Elva mengangkat bahu.

“Kau tahu aku enggak peduli dengan semua itu, asal aku bisa masuk kejuaraan lukis atau piano tahun ini, itu sudah lebih dari cukup. Enggak ada yang membuatku lebih tertarik daripada melukis atau bermain musik,” Elva berhenti bicara sejenak dan membuka kabinet di belakangnya, mengambil sebuah kanvas baru lalu menambahkan. “Let alone, bergosip enggak jelas tentang cowok,” Elva menunjuk teman-teman sekelasnya dengan mengangkat dagu.

“Kurasa, semakin lama aku berteman denganmu, aku juga semakin aneh,” Noriko tergelak, ia pun membuka kabinetnya sendiri untuk mengambil kanvas yang sudah di sket kemarin.

Segera, keduanya tenggelam di dunianya masing-masing tanpa peduli dengan ocehan teman-teman sekelasnya yang lain.
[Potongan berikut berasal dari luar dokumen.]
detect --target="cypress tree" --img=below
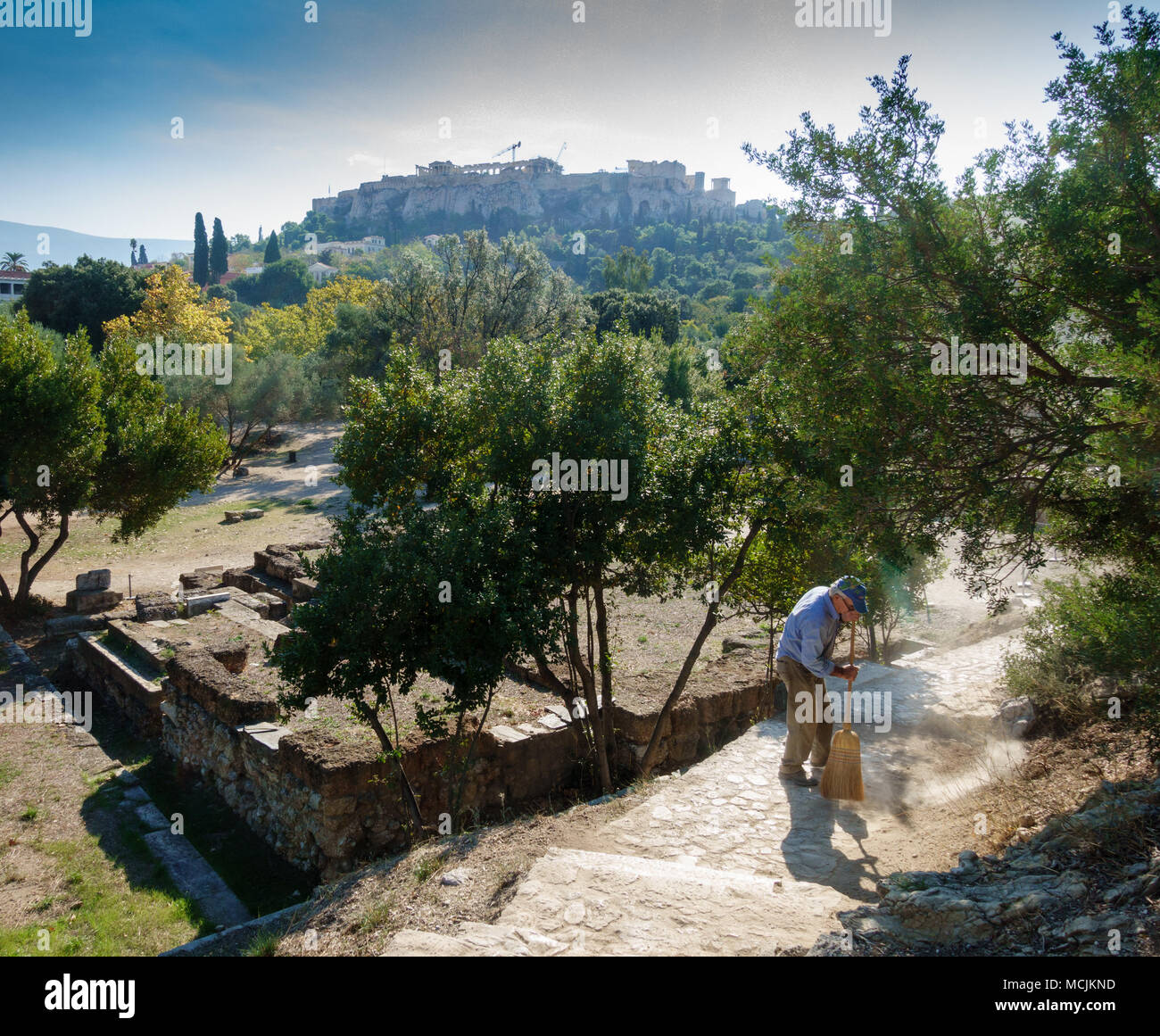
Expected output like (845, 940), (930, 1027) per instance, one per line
(210, 217), (229, 285)
(194, 212), (210, 287)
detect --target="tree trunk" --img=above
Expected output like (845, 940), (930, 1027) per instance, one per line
(594, 577), (616, 758)
(355, 700), (424, 838)
(641, 521), (765, 777)
(568, 584), (612, 795)
(12, 510), (69, 611)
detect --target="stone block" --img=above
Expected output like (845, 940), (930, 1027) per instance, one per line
(135, 591), (178, 622)
(186, 591), (229, 618)
(254, 591), (290, 619)
(178, 568), (221, 596)
(77, 568), (112, 591)
(293, 576), (318, 601)
(209, 642), (250, 674)
(44, 615), (104, 641)
(65, 591), (125, 615)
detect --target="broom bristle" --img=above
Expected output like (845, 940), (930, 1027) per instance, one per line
(820, 730), (866, 801)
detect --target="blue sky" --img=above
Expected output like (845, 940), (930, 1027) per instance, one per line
(0, 0), (1127, 242)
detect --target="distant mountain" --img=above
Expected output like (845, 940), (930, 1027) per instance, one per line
(0, 220), (194, 270)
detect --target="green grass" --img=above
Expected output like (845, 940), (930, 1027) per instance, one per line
(0, 835), (203, 957)
(414, 856), (443, 885)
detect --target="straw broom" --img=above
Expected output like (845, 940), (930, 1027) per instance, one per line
(820, 623), (866, 801)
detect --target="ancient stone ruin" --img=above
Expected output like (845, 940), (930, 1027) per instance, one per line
(58, 541), (775, 878)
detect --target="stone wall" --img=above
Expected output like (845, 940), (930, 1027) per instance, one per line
(162, 649), (583, 877)
(73, 634), (774, 878)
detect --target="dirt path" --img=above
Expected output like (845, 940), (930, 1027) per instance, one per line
(377, 634), (1021, 955)
(0, 424), (349, 604)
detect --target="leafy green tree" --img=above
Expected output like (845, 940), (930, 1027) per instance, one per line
(229, 255), (314, 306)
(603, 244), (652, 291)
(210, 217), (229, 285)
(21, 255), (145, 349)
(194, 212), (210, 287)
(0, 313), (225, 612)
(275, 487), (558, 832)
(350, 231), (591, 364)
(588, 287), (681, 345)
(336, 334), (762, 789)
(730, 12), (1160, 598)
(165, 352), (339, 472)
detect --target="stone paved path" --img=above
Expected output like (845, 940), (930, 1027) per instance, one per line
(387, 634), (1017, 956)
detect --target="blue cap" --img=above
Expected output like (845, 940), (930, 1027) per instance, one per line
(830, 576), (866, 615)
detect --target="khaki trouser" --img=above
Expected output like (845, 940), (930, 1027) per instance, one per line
(777, 658), (834, 777)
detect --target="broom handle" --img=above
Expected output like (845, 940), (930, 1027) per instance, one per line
(842, 619), (858, 730)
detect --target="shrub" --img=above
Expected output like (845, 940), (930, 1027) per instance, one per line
(1006, 568), (1160, 757)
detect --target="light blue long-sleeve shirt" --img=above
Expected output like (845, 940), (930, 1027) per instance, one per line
(777, 586), (842, 676)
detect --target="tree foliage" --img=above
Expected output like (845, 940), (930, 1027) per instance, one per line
(194, 212), (210, 287)
(104, 264), (229, 345)
(21, 255), (145, 349)
(0, 313), (225, 610)
(728, 12), (1160, 594)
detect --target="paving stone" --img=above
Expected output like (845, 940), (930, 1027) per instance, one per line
(371, 634), (1017, 956)
(145, 825), (251, 927)
(536, 712), (568, 730)
(134, 801), (173, 831)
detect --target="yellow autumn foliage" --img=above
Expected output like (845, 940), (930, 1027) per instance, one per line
(104, 266), (231, 344)
(235, 276), (383, 360)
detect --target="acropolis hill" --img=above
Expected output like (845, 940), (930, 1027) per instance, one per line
(313, 158), (766, 229)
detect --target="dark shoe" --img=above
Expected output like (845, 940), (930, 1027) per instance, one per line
(782, 774), (818, 788)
Samar-samar, Elva mendengar ketua kelas mengumumkan jika Mrs. Lee hari ini absen dan tidak ada guru pengganti. Alhasil kelas yang sudah ramai berubah menjadi huru-hara—kecuali untuk Elva dan Noriko. 

Entah berapa lama keduanya melukis, yang jelas tanpa disadari Noriko menguap dan meregangkan kedua tangannya ketika otaknya kehabisan ide. Punggungnya pun terasa kaku. Waktunya istirahat, ia pun memberesi peralatannya.